FBI Alert Regarding Cyber Scams
The FBI recently issued a press release regarding the resurgence of a prior cybermail scam.
Victims receive an email purporting to be from a government agency. The email indicates that a complaint has been filed against them. When the victim opens the supposedly attached complaint, malicious software is downloaded onto the system.
In part, the press release states:
The FBI has recently developed information indicating cyber criminals are attempting to once again send fraudulent e-mails to unsuspecting recipients stating that someone has filed a complaint against them or their company with the Department of Justice or another organization such as the Internal Revenue Service, Social Security Administration, or the Better Business Bureau.
Information obtained during the FBI investigation has been provided to the Department of Homeland Security (DHS). DHS has taken steps to alert their public and private sector partners with the release of a Critical Infrastructure Information Notice (CIIN).
The e-mails are intended to appear as legitimate messages from the above departments, and they address the recipients by name, and other personal information may be contained within the e-mail. Consistent with previous efforts, the scam will likely be an effort to secure Personally Identifiable Information. The nature of these types of scams is to create a sense of urgency for the recipient to provide a response through clicking on a hyperlink, opening an attachment, or initiating a telephone call.
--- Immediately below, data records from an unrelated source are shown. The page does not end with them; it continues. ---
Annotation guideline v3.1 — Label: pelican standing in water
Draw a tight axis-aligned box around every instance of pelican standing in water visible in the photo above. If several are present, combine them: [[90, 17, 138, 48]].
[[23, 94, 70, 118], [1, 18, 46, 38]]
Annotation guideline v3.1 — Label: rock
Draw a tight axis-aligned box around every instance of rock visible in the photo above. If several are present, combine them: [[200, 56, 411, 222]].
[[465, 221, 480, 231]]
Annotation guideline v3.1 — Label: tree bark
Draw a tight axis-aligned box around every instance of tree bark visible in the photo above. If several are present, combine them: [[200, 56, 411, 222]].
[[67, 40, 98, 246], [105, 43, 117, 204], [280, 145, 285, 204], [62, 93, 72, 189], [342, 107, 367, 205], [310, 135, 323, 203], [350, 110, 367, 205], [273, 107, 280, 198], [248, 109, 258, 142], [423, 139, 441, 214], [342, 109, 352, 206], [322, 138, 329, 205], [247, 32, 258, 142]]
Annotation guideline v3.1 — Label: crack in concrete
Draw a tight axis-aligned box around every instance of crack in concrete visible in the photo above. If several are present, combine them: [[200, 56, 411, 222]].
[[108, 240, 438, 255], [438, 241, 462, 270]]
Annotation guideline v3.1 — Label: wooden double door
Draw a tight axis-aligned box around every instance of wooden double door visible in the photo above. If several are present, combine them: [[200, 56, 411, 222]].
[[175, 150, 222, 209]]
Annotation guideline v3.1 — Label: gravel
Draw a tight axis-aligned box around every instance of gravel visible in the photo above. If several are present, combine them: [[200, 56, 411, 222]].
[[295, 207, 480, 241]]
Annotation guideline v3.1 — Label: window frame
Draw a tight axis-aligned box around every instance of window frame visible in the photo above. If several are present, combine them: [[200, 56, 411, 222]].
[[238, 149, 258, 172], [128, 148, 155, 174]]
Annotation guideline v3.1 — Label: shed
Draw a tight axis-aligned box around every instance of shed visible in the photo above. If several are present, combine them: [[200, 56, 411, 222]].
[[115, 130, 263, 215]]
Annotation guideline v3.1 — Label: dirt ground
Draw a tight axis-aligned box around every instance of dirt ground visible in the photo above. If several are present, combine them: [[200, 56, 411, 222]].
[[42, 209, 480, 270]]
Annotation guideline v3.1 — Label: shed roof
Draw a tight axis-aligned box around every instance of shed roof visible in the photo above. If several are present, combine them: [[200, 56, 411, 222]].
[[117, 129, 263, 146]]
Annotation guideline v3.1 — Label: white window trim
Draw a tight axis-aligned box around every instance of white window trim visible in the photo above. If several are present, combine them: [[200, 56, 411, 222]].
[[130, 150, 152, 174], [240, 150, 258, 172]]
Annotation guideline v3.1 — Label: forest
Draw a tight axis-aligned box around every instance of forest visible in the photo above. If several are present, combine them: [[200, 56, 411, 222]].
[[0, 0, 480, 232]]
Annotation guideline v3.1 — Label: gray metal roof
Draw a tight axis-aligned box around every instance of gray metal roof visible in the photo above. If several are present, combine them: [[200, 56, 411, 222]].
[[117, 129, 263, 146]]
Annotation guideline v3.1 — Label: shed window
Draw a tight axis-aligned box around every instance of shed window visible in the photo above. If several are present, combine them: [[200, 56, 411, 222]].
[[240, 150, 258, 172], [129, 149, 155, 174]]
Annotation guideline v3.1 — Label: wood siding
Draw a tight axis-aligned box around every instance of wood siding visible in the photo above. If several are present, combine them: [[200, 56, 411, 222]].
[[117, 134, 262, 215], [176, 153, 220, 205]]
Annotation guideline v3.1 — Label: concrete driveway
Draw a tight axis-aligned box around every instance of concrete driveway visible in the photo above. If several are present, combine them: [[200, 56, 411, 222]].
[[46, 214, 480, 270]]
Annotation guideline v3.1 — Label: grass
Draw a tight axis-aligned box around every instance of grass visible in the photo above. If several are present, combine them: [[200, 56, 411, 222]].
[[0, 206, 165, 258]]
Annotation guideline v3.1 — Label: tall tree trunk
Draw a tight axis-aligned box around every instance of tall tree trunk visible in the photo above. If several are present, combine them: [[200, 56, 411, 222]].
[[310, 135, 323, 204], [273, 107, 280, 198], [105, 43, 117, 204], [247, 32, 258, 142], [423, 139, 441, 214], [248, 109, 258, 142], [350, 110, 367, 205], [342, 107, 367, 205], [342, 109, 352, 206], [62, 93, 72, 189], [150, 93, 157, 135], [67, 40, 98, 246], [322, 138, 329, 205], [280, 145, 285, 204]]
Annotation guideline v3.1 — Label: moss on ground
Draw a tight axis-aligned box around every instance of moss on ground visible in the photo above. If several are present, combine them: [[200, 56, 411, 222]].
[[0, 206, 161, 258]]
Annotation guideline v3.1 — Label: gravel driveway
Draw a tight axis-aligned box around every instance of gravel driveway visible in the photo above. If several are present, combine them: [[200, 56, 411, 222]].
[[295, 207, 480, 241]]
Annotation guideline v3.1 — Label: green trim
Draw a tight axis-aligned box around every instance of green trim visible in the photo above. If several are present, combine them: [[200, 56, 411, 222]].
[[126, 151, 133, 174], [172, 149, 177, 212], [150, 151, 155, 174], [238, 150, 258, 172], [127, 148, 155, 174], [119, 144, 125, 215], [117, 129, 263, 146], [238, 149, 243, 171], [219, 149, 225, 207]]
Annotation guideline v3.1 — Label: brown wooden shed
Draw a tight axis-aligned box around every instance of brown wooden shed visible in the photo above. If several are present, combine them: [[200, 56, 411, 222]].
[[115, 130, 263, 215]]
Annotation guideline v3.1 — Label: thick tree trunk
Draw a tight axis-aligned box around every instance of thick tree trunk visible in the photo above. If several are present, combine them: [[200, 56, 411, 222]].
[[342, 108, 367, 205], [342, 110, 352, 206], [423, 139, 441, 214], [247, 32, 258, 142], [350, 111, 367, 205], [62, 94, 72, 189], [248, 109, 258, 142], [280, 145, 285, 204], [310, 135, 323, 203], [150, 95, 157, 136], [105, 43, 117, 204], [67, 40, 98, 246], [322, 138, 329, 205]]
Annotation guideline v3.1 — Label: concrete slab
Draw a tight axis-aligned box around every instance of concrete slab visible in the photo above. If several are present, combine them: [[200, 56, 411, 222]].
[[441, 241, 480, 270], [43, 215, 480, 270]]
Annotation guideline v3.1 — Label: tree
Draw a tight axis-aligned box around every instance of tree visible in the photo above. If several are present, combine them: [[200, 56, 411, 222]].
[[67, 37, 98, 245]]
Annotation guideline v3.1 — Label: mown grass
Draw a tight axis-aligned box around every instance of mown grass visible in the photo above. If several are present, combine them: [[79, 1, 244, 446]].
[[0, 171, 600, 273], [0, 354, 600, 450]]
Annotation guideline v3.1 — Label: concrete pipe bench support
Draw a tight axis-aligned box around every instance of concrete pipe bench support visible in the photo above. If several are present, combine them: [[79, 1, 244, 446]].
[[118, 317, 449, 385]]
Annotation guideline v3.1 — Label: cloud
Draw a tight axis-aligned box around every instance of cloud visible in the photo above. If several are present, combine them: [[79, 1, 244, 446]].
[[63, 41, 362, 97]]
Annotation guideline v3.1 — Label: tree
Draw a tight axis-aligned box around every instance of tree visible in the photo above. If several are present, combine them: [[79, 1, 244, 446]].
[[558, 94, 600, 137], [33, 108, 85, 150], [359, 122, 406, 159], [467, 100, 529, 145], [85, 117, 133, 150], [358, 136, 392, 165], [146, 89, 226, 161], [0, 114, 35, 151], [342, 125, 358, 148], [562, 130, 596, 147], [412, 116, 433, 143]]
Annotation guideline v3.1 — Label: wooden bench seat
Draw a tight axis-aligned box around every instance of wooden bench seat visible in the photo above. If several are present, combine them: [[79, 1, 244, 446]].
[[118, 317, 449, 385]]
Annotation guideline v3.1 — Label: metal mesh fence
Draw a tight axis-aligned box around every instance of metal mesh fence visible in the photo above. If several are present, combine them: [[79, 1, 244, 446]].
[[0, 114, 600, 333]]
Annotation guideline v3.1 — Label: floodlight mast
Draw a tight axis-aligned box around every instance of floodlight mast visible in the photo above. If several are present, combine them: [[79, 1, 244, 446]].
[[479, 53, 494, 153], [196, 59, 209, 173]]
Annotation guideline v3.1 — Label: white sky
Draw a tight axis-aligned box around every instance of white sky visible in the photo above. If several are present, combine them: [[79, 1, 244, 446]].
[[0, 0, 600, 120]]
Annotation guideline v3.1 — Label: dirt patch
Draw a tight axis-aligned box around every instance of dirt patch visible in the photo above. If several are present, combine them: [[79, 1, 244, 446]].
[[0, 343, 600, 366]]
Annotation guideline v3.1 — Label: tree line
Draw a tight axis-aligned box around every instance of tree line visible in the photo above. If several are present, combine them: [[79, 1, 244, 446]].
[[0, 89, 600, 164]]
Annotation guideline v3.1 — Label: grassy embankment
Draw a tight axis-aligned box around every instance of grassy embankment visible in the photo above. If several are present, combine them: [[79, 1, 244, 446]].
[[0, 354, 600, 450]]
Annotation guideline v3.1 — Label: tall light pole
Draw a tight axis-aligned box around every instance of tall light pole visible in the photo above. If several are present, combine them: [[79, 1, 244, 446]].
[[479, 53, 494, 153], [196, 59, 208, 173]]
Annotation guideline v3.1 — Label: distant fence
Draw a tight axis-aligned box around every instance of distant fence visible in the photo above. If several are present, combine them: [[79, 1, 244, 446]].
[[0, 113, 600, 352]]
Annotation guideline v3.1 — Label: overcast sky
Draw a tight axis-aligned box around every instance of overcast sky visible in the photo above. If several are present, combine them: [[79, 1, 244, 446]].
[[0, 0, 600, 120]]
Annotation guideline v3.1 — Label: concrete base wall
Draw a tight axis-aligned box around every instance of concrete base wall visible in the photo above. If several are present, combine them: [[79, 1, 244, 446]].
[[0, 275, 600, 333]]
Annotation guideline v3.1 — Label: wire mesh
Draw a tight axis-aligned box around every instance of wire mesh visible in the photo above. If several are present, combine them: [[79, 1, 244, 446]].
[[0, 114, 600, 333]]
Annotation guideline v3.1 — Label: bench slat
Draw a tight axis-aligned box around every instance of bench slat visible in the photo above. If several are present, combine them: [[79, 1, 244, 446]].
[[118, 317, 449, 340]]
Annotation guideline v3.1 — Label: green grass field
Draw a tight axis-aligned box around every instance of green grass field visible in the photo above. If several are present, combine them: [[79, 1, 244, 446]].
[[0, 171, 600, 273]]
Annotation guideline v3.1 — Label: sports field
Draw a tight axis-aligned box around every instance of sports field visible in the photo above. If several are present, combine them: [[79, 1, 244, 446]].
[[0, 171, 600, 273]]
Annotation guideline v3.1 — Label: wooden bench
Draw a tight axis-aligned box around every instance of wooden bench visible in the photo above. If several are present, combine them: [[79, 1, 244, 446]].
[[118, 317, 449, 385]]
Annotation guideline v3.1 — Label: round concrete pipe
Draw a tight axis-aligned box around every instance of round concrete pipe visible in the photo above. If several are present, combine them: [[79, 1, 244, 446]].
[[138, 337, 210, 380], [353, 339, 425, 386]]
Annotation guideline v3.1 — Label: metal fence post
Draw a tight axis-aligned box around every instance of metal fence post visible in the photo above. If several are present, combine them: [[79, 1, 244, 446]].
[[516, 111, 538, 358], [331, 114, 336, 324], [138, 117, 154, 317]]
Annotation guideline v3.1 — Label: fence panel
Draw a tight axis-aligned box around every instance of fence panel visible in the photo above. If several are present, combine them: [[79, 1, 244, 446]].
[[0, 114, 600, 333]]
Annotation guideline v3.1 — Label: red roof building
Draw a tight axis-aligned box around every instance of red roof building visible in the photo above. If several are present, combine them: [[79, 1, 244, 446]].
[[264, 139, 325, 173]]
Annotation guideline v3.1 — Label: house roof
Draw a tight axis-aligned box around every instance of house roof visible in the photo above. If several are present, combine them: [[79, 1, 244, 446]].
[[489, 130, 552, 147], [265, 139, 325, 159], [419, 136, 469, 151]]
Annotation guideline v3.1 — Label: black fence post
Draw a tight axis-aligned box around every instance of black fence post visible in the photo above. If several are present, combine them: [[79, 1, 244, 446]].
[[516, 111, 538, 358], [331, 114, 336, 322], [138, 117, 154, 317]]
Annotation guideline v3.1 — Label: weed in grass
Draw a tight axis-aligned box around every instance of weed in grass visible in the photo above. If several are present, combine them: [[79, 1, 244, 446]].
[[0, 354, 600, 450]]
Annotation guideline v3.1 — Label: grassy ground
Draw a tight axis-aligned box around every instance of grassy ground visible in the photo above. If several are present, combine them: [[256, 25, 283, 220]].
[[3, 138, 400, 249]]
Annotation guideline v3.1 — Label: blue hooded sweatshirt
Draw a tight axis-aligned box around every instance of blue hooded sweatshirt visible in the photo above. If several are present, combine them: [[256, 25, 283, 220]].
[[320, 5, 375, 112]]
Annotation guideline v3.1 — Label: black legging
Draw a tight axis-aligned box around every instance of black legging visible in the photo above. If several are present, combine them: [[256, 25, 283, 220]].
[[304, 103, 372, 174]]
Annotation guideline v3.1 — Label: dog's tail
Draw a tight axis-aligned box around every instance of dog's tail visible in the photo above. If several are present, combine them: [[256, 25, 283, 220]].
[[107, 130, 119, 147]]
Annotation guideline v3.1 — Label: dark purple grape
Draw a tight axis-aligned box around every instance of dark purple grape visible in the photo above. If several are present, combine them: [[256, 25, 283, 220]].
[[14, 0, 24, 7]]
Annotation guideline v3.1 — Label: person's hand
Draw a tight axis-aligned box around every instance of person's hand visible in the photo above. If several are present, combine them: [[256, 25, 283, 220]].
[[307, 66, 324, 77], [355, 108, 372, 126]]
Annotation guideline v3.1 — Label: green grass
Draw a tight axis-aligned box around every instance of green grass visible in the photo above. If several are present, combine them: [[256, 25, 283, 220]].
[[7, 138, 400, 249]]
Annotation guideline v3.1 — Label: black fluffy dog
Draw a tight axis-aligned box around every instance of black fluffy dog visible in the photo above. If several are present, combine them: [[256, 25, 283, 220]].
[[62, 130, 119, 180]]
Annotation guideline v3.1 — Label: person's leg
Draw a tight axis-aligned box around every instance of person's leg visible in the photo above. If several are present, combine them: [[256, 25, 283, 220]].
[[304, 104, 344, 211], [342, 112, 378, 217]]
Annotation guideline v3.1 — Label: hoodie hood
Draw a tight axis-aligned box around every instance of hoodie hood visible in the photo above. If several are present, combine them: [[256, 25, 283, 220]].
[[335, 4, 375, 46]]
It is believed this e-mail refers to a complaint that is in the form of an attachment, which actually contains virus software designed to steal passwords from the recipient. The virus is wrapped in a screensaver file wherein most anti-virus programs are unable to detect its malicious intent. Once downloaded, the virus is designed to monitor username and password logins, and record the activity, as well as other password-type information, entered on the compromised machine.
Companies should be particularly careful, as they often are vulnerable targets. Even though companies tend to have better resources than individuals, companies also have a number of employees to control, and are often particularly proactive in responding to complaints.
Customers of mortgage companies also can be particularly vulnerable. They often transmit and receive substantial amounts of personal information to mortgage companies over less secure home computers.
In this environment, mortgage companies should continue to probe their systems for vulnerability, and strengthen any weaknesses detected. Employee training is also critical.